Jantung Puspita hampir berhenti ditempat, saat mendapati Hafsah dan Dista sudah berdiri didepannya saat ini. Tanpa sepatah kata, Puspita ingin kembali masuk kedalam, hingga suara Hafsah mengikat langkah kakinya.
"Aku mohon padamu, Puspita! Kamu pasti sudah tahu yang sebenarnya dulu! Kamu seorang ibu, begitu juga aku. Kita sama-sama memiliki putri kecil, yang kelak akan beranjak dewasa. Jangan sampai, apa yang aku alami akan berbalik ke putrimu sendiri!" hardik Hafsah menekan kalimatnya.

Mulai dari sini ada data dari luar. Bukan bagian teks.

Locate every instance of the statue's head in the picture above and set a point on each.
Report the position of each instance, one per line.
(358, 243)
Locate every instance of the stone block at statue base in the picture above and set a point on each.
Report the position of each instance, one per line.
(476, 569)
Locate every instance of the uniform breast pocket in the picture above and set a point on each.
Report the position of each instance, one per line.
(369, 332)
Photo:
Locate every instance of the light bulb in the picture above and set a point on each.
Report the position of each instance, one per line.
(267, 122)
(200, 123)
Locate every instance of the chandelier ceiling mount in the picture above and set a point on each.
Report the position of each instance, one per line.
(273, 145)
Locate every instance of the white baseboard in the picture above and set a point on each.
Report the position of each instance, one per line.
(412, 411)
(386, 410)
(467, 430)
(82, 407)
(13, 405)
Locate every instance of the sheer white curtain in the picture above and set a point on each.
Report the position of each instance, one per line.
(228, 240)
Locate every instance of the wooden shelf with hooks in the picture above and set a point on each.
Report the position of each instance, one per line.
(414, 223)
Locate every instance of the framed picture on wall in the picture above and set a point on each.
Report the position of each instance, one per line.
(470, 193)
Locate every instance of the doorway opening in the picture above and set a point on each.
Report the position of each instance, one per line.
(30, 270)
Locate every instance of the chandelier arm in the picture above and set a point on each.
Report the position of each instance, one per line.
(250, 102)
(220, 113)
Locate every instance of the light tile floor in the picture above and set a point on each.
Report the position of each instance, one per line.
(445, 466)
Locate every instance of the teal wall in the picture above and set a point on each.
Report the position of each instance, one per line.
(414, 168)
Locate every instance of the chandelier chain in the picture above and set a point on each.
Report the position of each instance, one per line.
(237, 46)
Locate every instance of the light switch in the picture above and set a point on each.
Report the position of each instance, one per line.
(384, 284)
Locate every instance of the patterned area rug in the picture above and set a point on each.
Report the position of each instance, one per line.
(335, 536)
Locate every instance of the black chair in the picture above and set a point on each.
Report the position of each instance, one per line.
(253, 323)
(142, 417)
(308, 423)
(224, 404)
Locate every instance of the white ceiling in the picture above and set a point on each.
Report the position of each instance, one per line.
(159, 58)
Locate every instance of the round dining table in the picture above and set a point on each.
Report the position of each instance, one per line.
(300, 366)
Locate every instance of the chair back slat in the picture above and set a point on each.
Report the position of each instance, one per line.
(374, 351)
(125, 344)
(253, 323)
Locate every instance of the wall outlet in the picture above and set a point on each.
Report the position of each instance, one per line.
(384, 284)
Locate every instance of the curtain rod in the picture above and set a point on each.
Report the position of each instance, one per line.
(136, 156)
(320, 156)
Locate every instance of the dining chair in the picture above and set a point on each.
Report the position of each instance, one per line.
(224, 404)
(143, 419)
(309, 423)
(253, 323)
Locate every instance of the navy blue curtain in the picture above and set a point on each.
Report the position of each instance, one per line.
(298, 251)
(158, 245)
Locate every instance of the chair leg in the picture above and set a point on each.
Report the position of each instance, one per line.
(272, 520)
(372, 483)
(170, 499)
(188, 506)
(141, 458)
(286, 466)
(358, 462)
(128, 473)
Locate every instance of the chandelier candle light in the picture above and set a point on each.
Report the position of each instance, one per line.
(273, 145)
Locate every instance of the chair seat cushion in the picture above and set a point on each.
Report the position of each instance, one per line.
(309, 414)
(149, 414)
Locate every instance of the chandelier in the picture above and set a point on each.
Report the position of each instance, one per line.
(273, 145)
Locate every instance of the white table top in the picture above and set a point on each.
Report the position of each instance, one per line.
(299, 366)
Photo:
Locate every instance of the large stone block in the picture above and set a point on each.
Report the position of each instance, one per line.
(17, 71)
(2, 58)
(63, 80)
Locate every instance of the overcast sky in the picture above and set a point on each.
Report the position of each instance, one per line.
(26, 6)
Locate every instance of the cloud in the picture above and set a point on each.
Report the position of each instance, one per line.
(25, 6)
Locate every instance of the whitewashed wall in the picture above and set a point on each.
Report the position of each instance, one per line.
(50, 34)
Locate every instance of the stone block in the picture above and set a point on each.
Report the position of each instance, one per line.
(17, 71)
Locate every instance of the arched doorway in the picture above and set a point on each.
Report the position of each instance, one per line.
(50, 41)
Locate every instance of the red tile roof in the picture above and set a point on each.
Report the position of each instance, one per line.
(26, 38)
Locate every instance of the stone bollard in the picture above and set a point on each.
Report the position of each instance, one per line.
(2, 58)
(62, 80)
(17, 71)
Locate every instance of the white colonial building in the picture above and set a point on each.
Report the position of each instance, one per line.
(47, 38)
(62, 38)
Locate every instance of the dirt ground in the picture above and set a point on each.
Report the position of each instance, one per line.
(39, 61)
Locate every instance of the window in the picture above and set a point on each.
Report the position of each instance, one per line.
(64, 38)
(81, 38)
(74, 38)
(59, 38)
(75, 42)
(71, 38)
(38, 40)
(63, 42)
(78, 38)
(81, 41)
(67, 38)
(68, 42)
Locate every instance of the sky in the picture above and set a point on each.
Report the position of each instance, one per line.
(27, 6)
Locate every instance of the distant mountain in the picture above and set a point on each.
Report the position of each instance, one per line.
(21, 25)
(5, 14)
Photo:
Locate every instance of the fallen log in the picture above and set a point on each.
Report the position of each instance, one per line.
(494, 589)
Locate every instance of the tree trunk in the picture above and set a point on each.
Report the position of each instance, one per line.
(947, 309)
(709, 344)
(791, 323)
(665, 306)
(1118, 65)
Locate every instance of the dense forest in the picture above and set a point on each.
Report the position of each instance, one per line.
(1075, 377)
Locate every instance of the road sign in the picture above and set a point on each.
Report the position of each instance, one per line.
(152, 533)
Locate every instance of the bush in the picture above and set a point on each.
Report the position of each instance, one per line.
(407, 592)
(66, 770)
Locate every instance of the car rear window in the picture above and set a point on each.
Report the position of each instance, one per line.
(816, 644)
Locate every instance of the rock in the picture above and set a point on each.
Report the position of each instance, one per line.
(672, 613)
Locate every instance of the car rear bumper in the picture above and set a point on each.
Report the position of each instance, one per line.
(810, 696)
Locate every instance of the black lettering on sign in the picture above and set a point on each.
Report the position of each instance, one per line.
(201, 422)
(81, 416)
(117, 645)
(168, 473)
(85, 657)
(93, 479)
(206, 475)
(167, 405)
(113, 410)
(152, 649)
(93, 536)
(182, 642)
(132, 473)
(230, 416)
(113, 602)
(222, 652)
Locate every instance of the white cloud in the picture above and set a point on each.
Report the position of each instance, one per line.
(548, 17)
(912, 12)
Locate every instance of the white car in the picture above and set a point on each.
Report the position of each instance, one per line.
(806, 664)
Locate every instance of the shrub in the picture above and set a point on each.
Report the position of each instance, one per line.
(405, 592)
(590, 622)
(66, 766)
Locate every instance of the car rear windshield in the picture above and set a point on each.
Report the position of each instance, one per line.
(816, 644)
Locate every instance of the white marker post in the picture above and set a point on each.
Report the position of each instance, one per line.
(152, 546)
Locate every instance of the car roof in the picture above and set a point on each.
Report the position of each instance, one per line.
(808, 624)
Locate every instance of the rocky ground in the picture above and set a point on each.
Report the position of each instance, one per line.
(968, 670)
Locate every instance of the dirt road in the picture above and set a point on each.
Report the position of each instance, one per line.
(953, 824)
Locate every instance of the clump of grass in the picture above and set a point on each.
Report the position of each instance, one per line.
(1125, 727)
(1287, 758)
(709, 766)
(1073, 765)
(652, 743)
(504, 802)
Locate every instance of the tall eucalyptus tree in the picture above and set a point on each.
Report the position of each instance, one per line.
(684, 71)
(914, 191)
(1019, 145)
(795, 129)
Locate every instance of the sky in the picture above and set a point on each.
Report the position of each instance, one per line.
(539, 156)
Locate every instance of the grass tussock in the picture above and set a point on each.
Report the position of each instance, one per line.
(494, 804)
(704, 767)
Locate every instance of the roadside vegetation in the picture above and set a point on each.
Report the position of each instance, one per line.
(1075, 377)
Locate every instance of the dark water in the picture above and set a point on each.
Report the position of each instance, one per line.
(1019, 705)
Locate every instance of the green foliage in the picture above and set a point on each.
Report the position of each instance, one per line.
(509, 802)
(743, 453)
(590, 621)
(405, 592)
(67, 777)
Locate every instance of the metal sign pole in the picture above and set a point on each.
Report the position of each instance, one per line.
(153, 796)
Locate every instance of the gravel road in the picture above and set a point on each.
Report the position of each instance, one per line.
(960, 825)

Dada Puspita terasa sesak. Kedua matanya berembun. Sudah hampir 5 tahun ini, rasa bersalah menyiksa ketenangan jiwanya.
Puspita seketika berbalik. Dia bersimpuh dibawah kaki Hafsah sambil terisak.
Hafsah terkejut. Dia saling melempar tatapan kearah Dista, lalu menunduk untuk membantu Puspita bangkit.
"Hafsah, tolong maafkan aku! Maafkan semua kekhilafanku dulu, yang kini menghancurkan masa depanmu! Gara-gara aku, kamu yang menanggung semua itu. Maafkan aku, Hafsah!"
Hafsah juga ikut meluruhkan tubuhnya diatas lantai. Dia menggoyangkan kedua bahu Puspita, agar temannya itu mengangkat pandangannya.
"Puspita, apa maksud semua ucapanmu? Apa yang sebenarnya terjadi?" suara Hafsah meninggi, hingga airmatanya juga ikut tumpah.
"Aku berdosa padamu, Hafsah! Akulah yang menaruh obat dalam minumanmu dan Bastian dulu!"
Degh!!!
Tatapan Hafsah terbuka, hingga dia menggoyangkan kedua bahu Puspita kembali, "Katakan, apa yang terjadi selanjutnya?" tanya Hafsah dengan suara bergetar.